El matrimonio se separó en 1992, once años después del enlace, entre rumores de infidelidades del hijo de Isabel II. Cuatro años después, en 1996, la pareja se divorció oficialmente. Entonces, Carlos ya había admitido su relación extramatrimonial con Camilla Parker Bowles, a quién conocía de años atrás. El escándalo del 'tampongate', una conversación telefónica subida de tono entre los amantes que trascendió públicamente en 1993, echó más leña al fuego. La nueva pareja, en todo caso, se consolidó de manera inmediata, aunque no pasó por el altar hasta 2005. Pero mientras el heredero rehacía su vida, la monarquía británica sufrió otro golpe demoledor con la muerte de Lady Di, solo un año después del divorcio con Carlos, en un accidente de tráfico en París en el que también falleció su pareja, el empresario británico-egipcio Dodi Al-Fayed.

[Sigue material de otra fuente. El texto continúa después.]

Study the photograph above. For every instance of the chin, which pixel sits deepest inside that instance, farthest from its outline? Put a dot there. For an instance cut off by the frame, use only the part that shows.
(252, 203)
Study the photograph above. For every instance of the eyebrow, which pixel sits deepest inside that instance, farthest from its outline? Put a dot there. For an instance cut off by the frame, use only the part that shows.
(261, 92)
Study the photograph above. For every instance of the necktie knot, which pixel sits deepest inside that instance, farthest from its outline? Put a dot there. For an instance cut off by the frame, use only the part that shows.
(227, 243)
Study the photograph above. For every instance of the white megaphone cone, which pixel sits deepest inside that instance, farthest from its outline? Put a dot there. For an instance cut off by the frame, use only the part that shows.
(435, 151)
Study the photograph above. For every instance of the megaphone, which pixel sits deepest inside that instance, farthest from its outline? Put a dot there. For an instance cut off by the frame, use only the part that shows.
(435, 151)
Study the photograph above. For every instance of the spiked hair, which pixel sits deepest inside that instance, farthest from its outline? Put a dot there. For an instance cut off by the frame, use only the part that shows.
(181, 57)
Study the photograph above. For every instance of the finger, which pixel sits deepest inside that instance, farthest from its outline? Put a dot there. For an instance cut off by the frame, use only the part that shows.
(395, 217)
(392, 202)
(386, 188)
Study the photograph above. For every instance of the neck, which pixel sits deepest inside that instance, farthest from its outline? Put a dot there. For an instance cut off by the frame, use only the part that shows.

Pero los disgustos familiares para Isabel II no se quedaron ahí. Los escándalos protagonizados en la misma época por su hijo Andrés y su mujer, Sarah Ferguson, se convirtieron también en carne de tabloide con un resultado similar: separación en 1992 y divorcio en 1996. Vinculado en diversas informaciones con firmas 'offshore', el hermano de Carlos se enfrentó también en el marco del caso Jeffrey Epstein a la acusación de una mujer que declaró que cuando tenía 17 años el príncipe abusó de ella.

En 1992, el auténtico 'annus horribilis' de la monarca, también se divorció su hija Ana y un incendio muy grave dañó parte del castillo de Windsor. Entonces y hasta su final, solo la figura de Isabel II, inquebrantable, sostuvo a la monarquía británica de los embates.

En los últimos años, nuevos nubarrones sobrevolaron el palacio de Buckingham con las informaciones sobre una presunta vinculación de la propia Isabel II y de su hijo Carlos con operaciones de fondos 'offshore'.

La muerte de Felipe de Edimburgo

Pero el último escándalo mediático tuvo que ver con su nieto Enrique. El hermano de Guillermo, duque de Sussex, casado en 2018 con la actriz estadounidense Meghan Markle, anunció en 2020 la decisión de desvincularse de sus compromisos institucionales para ser junto a su pareja "independientes económicamente". La decisión debilitaba de nuevo la imagen de la monarquía, pero fue un recado en la entrevista concedida a la periodista Oprah Winfrey en Estados Unidos en 2021 el que propagó el último incendio. Markle, según su versión, detectó racismo en la familia real. El príncipe, por su parte, llegó a expresar su "decepción" con el comportamiento de su propio padre. El calibre de la acusación puso a Buckingham en la picota y obligó a la soberana a una emitir una nota en la que la institución prometía abordar el asunto "en privado".

Pero incluso así, y a través de la pandemia de la Covid que ha mantenido al mundo en vilo, la reina sorteó las dificultades. También tras el penúltimo golpe que le reservaba la vida: la muerte el pasado el pasado año de su marido, el duque de Edimburgo. La pérdida de su gran apoyo, un monarca a la vez irreverente y discreto, siempre a su sombra, no impidió a Isabel II mantener su pulso contra el paso del tiempo. Hasta hoy.